Noble-metal nano-hole arrays that generate EOT phenomenon are a promising label-free surface plasmon resonance (SPR) biochemical sensor [1]. Cellular response detection by other SPR sensors (Kretschmann prism and photonic crystal) has been successful [2]. However, limited by the high cost of earlier nano-hole fabrication techniques such as FIB/EBL, the EOT-based biochemical sensors had only ~10x10 μm scale of nano-holes and thus were applied mostly in detecting molecules [1], which need only a small area of sensing elements. Recently, a template-stripping technique to fabricate large area (~1x1 cm) of nano-holes was reported [3], which enables EOT-based measurement of cellular events. Prior studies [4] showed that the cell adhesion on the nano-holes can result in a change in effective refractive index (RI), which, in turn, leads to a spectral shift in the transmission peak. Therefore, we hypothesize that the EOT-based sensors are capable of label-free monitoring the cellular effects of toxic chemicals that change cell adhesion conditions.
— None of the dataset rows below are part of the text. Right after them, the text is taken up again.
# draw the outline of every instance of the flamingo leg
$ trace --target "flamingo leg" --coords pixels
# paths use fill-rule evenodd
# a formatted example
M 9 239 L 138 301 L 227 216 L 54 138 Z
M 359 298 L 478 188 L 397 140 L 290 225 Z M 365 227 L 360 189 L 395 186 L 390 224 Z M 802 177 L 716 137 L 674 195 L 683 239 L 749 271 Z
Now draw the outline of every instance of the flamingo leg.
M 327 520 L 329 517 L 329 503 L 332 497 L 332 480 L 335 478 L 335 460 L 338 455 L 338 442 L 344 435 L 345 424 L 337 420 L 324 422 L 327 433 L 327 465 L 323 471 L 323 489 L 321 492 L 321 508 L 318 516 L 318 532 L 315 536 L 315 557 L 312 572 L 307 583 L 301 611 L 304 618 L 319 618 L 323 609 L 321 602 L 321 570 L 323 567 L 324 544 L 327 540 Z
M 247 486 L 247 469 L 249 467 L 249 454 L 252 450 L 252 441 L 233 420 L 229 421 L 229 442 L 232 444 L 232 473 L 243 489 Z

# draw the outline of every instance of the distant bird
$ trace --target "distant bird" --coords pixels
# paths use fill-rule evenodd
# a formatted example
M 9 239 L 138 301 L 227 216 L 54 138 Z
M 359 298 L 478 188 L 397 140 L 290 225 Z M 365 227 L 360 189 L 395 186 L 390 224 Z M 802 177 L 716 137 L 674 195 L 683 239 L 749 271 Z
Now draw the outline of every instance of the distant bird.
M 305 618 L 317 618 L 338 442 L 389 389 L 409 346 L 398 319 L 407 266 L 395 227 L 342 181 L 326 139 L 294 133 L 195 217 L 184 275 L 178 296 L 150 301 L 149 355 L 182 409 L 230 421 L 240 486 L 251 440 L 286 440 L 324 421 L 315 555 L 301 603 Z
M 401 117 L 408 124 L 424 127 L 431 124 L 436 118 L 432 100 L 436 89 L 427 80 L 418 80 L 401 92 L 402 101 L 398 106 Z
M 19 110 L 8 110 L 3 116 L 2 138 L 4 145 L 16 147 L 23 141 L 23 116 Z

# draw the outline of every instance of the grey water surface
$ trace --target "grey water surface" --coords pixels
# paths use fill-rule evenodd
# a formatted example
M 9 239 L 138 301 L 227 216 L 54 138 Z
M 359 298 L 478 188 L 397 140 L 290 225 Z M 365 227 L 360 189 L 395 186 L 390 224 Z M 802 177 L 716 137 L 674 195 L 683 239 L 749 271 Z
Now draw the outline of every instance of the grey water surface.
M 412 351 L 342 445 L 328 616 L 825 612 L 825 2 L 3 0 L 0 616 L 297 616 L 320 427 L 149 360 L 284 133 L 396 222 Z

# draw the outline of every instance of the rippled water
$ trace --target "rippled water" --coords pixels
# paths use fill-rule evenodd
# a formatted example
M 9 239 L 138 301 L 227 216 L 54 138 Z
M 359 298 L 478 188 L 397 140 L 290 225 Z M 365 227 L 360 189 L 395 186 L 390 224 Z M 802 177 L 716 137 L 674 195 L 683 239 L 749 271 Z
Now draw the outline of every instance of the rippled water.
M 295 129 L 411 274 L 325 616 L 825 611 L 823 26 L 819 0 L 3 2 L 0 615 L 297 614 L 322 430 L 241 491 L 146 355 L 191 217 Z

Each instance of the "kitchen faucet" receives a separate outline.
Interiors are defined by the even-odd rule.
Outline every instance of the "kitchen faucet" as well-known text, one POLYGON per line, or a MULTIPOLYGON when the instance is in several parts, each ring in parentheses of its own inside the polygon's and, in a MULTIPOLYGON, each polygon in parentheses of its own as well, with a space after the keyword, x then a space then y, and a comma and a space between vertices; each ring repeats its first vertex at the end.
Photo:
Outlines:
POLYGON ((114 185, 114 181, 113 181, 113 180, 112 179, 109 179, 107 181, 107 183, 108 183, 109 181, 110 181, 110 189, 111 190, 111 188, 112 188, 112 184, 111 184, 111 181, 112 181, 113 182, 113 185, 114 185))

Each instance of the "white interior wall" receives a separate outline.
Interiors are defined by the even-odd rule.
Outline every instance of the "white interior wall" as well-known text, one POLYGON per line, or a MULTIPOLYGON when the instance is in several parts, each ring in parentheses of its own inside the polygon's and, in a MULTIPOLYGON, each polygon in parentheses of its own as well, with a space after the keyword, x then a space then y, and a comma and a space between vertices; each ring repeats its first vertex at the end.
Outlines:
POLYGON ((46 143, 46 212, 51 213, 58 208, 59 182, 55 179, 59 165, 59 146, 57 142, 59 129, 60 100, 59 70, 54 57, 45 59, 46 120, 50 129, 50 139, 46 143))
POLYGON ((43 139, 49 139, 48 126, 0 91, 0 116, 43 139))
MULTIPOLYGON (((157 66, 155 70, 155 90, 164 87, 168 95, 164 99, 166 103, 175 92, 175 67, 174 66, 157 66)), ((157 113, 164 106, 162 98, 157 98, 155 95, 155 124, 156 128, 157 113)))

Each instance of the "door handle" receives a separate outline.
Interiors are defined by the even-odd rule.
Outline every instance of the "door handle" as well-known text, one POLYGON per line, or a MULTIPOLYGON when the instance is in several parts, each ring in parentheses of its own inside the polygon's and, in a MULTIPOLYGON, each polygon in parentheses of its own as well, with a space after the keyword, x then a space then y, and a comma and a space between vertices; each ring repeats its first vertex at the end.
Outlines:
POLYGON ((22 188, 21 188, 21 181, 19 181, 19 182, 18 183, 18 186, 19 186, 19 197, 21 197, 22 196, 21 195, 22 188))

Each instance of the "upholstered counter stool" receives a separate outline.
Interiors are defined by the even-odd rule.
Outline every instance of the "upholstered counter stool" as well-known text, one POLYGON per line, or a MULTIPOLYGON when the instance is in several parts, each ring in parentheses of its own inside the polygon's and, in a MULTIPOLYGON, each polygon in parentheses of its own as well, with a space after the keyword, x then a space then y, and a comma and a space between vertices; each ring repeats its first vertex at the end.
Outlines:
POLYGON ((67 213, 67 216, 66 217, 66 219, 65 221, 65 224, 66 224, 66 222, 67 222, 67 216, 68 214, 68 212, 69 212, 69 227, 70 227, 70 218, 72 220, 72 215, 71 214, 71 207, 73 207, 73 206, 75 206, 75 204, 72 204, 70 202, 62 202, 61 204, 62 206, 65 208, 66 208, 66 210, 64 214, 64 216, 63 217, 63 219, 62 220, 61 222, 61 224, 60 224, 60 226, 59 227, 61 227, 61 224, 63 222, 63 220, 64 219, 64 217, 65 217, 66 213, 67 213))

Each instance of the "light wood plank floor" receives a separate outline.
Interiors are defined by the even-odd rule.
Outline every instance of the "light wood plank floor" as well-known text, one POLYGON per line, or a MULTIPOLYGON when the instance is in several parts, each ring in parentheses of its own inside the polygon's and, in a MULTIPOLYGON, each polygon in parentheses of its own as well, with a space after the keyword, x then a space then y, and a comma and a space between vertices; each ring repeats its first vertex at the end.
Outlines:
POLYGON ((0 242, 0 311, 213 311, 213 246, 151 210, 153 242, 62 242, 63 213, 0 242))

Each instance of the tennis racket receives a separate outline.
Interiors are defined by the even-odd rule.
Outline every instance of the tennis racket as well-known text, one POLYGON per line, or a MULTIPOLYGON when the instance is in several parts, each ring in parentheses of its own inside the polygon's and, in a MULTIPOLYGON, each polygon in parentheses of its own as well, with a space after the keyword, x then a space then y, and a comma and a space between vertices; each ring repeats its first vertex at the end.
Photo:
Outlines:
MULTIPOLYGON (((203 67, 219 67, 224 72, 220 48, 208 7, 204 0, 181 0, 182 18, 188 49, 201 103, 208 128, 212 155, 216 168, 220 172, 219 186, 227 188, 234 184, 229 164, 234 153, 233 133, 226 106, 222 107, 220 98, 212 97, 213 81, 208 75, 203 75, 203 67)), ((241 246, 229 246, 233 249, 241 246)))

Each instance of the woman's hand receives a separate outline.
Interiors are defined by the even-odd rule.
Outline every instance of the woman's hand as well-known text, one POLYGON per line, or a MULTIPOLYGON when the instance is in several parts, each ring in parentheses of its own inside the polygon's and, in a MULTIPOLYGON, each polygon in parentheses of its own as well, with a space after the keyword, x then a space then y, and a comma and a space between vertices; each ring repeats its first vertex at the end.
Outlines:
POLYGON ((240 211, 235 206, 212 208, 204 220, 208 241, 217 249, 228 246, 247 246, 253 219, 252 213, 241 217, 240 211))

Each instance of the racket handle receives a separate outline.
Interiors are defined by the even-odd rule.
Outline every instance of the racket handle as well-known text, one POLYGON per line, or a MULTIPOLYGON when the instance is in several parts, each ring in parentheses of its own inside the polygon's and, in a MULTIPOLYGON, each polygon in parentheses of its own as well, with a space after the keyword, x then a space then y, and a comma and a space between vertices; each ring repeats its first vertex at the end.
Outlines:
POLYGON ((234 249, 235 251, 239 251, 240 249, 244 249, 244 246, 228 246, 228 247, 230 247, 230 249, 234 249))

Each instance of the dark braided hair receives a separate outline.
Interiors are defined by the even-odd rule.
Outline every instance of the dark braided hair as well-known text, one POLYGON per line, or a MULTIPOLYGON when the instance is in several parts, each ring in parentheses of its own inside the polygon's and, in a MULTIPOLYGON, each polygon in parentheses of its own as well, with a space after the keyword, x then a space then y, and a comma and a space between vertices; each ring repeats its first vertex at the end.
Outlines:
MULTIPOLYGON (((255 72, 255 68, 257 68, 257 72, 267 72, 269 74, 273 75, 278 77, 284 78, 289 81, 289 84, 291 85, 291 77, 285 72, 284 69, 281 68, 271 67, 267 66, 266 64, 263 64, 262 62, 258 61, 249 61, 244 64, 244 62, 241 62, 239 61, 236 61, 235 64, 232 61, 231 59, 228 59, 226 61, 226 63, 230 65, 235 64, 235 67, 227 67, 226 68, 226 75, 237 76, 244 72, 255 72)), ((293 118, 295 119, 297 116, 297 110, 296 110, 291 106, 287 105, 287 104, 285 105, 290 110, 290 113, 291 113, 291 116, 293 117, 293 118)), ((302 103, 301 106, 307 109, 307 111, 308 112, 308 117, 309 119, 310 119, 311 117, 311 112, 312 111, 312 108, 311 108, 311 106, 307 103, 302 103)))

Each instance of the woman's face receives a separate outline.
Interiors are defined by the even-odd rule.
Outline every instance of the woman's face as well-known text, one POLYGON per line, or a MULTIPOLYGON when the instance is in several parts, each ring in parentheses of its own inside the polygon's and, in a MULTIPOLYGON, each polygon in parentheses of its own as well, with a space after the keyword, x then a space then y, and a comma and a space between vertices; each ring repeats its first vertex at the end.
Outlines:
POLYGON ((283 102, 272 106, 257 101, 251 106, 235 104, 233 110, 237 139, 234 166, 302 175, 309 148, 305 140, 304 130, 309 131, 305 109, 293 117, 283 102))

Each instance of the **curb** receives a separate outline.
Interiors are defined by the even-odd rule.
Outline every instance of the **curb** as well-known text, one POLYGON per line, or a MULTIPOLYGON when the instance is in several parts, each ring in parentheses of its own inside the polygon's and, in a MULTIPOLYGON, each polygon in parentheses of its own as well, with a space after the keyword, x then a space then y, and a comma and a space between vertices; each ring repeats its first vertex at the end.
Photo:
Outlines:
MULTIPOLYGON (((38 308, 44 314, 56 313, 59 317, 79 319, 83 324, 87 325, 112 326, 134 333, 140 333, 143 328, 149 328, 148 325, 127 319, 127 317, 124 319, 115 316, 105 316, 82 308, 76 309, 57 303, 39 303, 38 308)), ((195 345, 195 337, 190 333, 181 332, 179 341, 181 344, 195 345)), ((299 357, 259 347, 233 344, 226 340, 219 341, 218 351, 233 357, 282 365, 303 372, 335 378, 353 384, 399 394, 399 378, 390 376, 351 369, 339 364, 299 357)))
The integrated microfluidic device and measuring system shown in Fig. 1 was used to monitor the cellular response quantified by the EOT spectral shift in association with chemical stimuli. Gold film perforated with nano-hole arrays on a glass substrate was fabricated by depositing 100-nm-thick gold on a nano-hole-patterned silicon template and template-stripped onto the glass slide with UV curable epoxy [3]. PDMS microfluidic channels with an inlet and an outlet were fabricated by soft lithography and align-bonded with a gold-film-coated glass slide. After washing and sterilization of the device, cells were cultured on the cystimine-modified gold surface till confluent. Then the device was placed under a microscope connected to a spectrometer to record the spectral response (Fig. 2) to chemical stimuli applied via the microfluidic channels. Using the spectrum at t=0 as baseline, the spectral shift at different times was acquired as a function of the chemical concentration. In addition to chemical stimuli reported here, the same system can be used to characterize the cell response to electrical stimuli in the future.
We applied three types of chemical stimuli to HEK293 cells in experiments. The first was trypsin that breaks the collagen links between cells and the substrate. Fig. 3 shows the spectral shift for 0.05% trypsin in PBS. The spectral shift has a logarithmic time dependence, which fits well with the first order reaction mode of enzyme. The spectrum was blue-shifted because the effective RI near gold surface decreased as the cell were gradually detached from the substrate. The second stimulus was lipopolysaccharide (LPS), which is a cell toxic chemical known to flatten and expand cells. Fig. 4 plots the spectral shift for different concentrations of LPS, showing a red-shifted spectrum with increased time and concentration, which was attributed to a greater RI near the sensor surface due to increased cell adhesion on the gold nano-holes. The third stimulus was sodium azide, which, in contrast to LPS, makes cells to transform and shrink. As expected, the spectrum in Fig. 5 was blue-shifted, since the effective RI dropped in response to weaker cell adhesion. These results demonstrate the capability of our EOT-based microfluidic biosensor for label-free monitoring of cellular responses to external stimuli.